At least books don’t get cancelled

Did you ever watch The 4400? How about Space Above and Beyond? I expect most people reading this watched Firefly, right?

Space_Above_and_Beyond

Television is increasingly seen as the home of deep visual story telling. HBO and its imitators have created shows with the depth and passion of a great novel, things like The Wire, Deadwood and Damages. Even science fiction and fantasy are having a resurgence and upping their game, with Game of Thrones being compared to the non-genre greats and new arrivals like Helix offering up the promise of something a bit different. Sure it’s not all brilliant – I didn’t get past the first episode of Falling Skies – but it’s fair to say that TV can now do deep, credible fiction on a par with novels.

But television does something that novels don’t. It gets cancelled.

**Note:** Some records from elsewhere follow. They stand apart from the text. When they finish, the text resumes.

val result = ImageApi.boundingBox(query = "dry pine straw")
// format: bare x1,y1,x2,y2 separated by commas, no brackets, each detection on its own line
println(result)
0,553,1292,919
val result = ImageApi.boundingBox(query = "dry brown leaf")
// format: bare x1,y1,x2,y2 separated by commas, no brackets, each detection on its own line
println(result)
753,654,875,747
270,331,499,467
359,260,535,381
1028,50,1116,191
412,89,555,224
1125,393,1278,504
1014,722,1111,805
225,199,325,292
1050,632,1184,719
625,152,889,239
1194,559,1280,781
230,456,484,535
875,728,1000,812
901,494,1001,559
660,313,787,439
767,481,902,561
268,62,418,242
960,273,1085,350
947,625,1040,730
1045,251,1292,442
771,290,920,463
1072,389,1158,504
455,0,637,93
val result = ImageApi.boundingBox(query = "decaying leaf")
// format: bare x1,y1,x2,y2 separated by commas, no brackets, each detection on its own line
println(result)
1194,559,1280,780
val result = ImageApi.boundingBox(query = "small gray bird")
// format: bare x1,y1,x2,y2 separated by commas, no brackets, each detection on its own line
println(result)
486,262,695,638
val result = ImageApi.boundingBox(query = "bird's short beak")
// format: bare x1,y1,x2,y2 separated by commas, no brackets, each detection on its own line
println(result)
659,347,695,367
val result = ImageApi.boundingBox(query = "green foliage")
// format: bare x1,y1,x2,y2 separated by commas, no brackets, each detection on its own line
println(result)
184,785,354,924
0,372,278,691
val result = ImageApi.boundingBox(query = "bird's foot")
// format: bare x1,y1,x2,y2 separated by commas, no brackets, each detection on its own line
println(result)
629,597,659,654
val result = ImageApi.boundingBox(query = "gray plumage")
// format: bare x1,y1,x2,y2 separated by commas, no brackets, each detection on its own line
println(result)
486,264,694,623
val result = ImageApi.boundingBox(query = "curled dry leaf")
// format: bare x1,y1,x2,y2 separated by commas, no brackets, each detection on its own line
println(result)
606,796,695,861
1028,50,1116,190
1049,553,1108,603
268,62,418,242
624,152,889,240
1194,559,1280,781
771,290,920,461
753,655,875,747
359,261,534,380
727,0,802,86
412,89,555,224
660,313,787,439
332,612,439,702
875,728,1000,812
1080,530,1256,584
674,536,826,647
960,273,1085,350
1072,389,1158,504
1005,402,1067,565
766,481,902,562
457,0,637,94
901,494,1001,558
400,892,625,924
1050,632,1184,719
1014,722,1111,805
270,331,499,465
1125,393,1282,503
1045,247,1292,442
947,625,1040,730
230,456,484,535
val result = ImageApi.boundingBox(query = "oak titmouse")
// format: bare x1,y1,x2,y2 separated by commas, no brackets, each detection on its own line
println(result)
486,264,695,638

I never found out why the 4400 were really sent back. I never knew which of the Wildcards made it through the war. And the fate of Serenity, while resolved in the film, still left much tantalising potential untapped. Whereas authors, barring death or distraction, will make it to the end.

So hooray for novels. And hooray for television. And hooray for the fact that at least one of them regularly offers us closure.

And if you haven’t seen it then try to get hold of ‘Who Monitors The Birds?’, Space Above And Beyond’s twelfth episode. That show might have had some bum notes, but that one episode made it all worthwhile.